Pertama, menggunakan asumsi yang menyatakan perbuatan pidana telah dilakukan Anies Baswedan dalam pelaksanaan Formula E karena tidak dianggarkan pada APBD. Faktanya ternyata telah dianggarkan pada APBD Perubahan tahun 2019. Proses penganggarannya sudah sesuai ketentuan Peraturan Pemerintah Nomor 12 Tahun 2019 tentang Pengelolaan Keuangan Daerah.

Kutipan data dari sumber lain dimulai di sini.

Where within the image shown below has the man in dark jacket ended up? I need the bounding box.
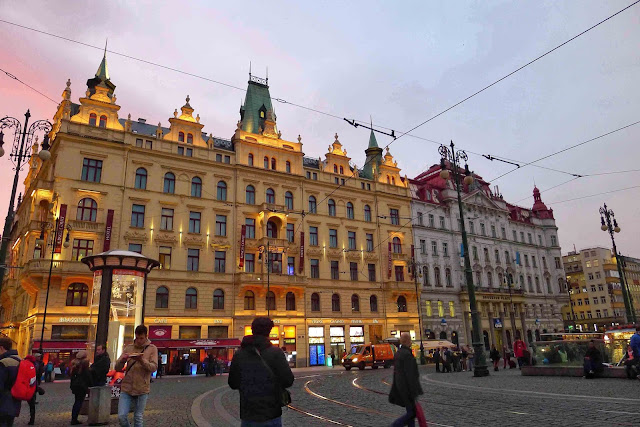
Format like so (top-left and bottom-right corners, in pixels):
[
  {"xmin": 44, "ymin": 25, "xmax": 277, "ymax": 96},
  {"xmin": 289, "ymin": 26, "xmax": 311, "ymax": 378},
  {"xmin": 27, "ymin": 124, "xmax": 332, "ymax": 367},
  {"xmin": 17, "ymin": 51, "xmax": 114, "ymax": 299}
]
[
  {"xmin": 0, "ymin": 338, "xmax": 22, "ymax": 427},
  {"xmin": 91, "ymin": 344, "xmax": 111, "ymax": 387},
  {"xmin": 229, "ymin": 317, "xmax": 293, "ymax": 426},
  {"xmin": 389, "ymin": 332, "xmax": 422, "ymax": 427}
]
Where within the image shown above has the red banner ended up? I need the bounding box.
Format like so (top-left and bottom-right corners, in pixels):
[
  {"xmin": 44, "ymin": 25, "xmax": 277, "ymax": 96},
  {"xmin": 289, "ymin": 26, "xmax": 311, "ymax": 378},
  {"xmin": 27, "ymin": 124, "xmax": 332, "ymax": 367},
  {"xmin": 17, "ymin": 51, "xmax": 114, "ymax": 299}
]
[
  {"xmin": 238, "ymin": 225, "xmax": 247, "ymax": 269},
  {"xmin": 53, "ymin": 205, "xmax": 67, "ymax": 254},
  {"xmin": 102, "ymin": 209, "xmax": 113, "ymax": 252},
  {"xmin": 298, "ymin": 231, "xmax": 304, "ymax": 273}
]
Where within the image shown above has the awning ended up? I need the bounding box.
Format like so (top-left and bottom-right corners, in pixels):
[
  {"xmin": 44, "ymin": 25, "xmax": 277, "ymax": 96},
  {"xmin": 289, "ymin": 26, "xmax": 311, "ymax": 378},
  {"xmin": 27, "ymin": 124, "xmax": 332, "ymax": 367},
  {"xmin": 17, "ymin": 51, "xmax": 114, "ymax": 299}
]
[{"xmin": 151, "ymin": 338, "xmax": 240, "ymax": 349}]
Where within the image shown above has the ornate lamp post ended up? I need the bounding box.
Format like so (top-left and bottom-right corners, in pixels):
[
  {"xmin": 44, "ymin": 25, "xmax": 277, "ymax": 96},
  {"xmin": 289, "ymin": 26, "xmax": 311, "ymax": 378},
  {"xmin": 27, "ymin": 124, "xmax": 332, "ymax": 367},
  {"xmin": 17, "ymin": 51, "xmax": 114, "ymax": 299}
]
[
  {"xmin": 600, "ymin": 203, "xmax": 636, "ymax": 323},
  {"xmin": 438, "ymin": 141, "xmax": 489, "ymax": 377},
  {"xmin": 0, "ymin": 110, "xmax": 52, "ymax": 290}
]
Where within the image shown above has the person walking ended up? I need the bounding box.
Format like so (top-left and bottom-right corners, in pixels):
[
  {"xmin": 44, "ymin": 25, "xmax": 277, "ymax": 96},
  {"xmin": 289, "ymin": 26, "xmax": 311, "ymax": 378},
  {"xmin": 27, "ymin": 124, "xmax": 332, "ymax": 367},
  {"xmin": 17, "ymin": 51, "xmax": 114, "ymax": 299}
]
[
  {"xmin": 389, "ymin": 332, "xmax": 423, "ymax": 427},
  {"xmin": 90, "ymin": 344, "xmax": 111, "ymax": 386},
  {"xmin": 116, "ymin": 325, "xmax": 158, "ymax": 427},
  {"xmin": 69, "ymin": 350, "xmax": 92, "ymax": 425},
  {"xmin": 228, "ymin": 317, "xmax": 294, "ymax": 427}
]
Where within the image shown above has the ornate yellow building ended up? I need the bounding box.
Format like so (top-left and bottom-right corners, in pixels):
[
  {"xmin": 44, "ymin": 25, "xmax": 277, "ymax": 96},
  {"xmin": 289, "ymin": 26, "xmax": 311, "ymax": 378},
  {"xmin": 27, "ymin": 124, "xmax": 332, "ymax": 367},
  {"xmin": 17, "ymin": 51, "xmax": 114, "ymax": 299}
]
[{"xmin": 0, "ymin": 53, "xmax": 419, "ymax": 366}]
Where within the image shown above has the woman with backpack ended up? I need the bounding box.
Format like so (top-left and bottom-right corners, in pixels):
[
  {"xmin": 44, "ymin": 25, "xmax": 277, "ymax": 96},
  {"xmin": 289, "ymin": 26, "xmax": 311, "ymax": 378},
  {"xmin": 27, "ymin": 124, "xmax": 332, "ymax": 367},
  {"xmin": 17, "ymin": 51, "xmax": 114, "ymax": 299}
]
[{"xmin": 69, "ymin": 350, "xmax": 91, "ymax": 425}]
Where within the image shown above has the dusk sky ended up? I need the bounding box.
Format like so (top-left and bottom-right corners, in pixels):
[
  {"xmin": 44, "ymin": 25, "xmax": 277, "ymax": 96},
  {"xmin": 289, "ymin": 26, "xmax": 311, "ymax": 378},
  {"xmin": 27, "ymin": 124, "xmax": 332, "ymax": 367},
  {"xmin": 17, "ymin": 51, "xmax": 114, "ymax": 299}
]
[{"xmin": 0, "ymin": 0, "xmax": 640, "ymax": 258}]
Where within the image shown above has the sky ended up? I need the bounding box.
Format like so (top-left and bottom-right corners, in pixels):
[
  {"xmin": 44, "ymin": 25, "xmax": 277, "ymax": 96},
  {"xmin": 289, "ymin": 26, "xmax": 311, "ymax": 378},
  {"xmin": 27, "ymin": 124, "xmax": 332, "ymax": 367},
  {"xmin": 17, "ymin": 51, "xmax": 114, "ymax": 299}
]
[{"xmin": 0, "ymin": 0, "xmax": 640, "ymax": 258}]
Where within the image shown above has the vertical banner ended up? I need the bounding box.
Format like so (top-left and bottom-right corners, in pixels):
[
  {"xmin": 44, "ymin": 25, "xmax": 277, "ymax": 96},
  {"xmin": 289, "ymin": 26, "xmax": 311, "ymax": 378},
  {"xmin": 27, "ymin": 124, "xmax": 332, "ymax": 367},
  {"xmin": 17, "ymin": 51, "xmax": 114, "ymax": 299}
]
[
  {"xmin": 53, "ymin": 205, "xmax": 67, "ymax": 254},
  {"xmin": 102, "ymin": 209, "xmax": 113, "ymax": 252},
  {"xmin": 298, "ymin": 231, "xmax": 304, "ymax": 273},
  {"xmin": 238, "ymin": 225, "xmax": 247, "ymax": 269}
]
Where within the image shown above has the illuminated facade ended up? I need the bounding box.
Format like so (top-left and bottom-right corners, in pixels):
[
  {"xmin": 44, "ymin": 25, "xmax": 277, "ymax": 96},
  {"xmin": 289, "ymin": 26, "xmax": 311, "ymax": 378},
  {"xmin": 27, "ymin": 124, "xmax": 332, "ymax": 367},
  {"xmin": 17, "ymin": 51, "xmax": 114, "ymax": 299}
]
[{"xmin": 0, "ymin": 53, "xmax": 419, "ymax": 366}]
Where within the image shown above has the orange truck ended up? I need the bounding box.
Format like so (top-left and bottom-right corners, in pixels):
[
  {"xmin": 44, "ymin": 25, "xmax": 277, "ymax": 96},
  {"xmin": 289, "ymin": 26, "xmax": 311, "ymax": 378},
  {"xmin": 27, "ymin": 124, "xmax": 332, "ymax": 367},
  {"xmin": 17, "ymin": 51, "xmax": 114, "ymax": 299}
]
[{"xmin": 342, "ymin": 343, "xmax": 396, "ymax": 371}]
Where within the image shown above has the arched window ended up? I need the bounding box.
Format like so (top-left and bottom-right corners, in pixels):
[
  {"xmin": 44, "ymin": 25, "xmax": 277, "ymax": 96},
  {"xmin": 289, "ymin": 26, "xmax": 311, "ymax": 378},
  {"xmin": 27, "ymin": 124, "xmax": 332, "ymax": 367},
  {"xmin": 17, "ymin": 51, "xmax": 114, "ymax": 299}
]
[
  {"xmin": 397, "ymin": 295, "xmax": 407, "ymax": 313},
  {"xmin": 245, "ymin": 185, "xmax": 256, "ymax": 205},
  {"xmin": 347, "ymin": 202, "xmax": 355, "ymax": 219},
  {"xmin": 284, "ymin": 191, "xmax": 293, "ymax": 210},
  {"xmin": 184, "ymin": 288, "xmax": 198, "ymax": 308},
  {"xmin": 285, "ymin": 292, "xmax": 296, "ymax": 311},
  {"xmin": 163, "ymin": 172, "xmax": 176, "ymax": 194},
  {"xmin": 311, "ymin": 292, "xmax": 320, "ymax": 311},
  {"xmin": 156, "ymin": 286, "xmax": 169, "ymax": 308},
  {"xmin": 267, "ymin": 291, "xmax": 276, "ymax": 310},
  {"xmin": 191, "ymin": 176, "xmax": 202, "ymax": 197},
  {"xmin": 351, "ymin": 294, "xmax": 360, "ymax": 311},
  {"xmin": 213, "ymin": 289, "xmax": 224, "ymax": 310},
  {"xmin": 267, "ymin": 221, "xmax": 278, "ymax": 239},
  {"xmin": 244, "ymin": 291, "xmax": 256, "ymax": 310},
  {"xmin": 327, "ymin": 199, "xmax": 336, "ymax": 216},
  {"xmin": 76, "ymin": 197, "xmax": 98, "ymax": 222},
  {"xmin": 391, "ymin": 237, "xmax": 402, "ymax": 254},
  {"xmin": 67, "ymin": 283, "xmax": 89, "ymax": 306},
  {"xmin": 369, "ymin": 295, "xmax": 378, "ymax": 312},
  {"xmin": 364, "ymin": 205, "xmax": 371, "ymax": 222},
  {"xmin": 331, "ymin": 294, "xmax": 340, "ymax": 311},
  {"xmin": 266, "ymin": 188, "xmax": 276, "ymax": 203},
  {"xmin": 135, "ymin": 168, "xmax": 147, "ymax": 190},
  {"xmin": 216, "ymin": 181, "xmax": 227, "ymax": 202}
]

Kedua, pembayaran uang muka biaya penyelenggaraan Formula E mendahului Perda APBD. Dalam kenyataannya, pembayaran belanja biaya penyelenggaraan Formula E justru dilakukan setelah rancangan Perda APBD disetujui DPRD dalam proses evaluasi Kemendagri. Pembayaran biaya penyelenggaraan diatur dalam klausul perjanjian/perikatan dengan organisasi/badan internasional yang dikecualikan dari pengaturan Perpres Nomor 16 Tahun 2018 tentang Pengadaan Barang/Jasa Pemerintah cukup disesuaikan dengan perjanjian kedua belah pihak. Pembayaran tersebut merupakan persyaratan untuk dapat dilaksanakan sesuai jadwal yang disepakati. Perpres Nomor 16 Tahun 2018 yang membolehkan pembayaran ini sesuai kesepakatan, menepis sangkaan adanya perbuatan korupsi.
Ketiga, penggunaan utang mendanai Formula E dinilai menyimpang dari regulasi pengelolaan keuangan. Menurut PP Nomor 56 Tahun 2018 tentang Pinjaman Daerah, pinjaman jangka pendek tidak tergolong sebagai penerimaan dan pengeluaran pembiayaan APBD. Dengan demikian pinjaman untuk biaya penyelenggaraan Formula E tidak perlu dianggarkan dalam APBD dan tidak perlu persetujuan DPRD dan tidak melanggar regulasi yang ada.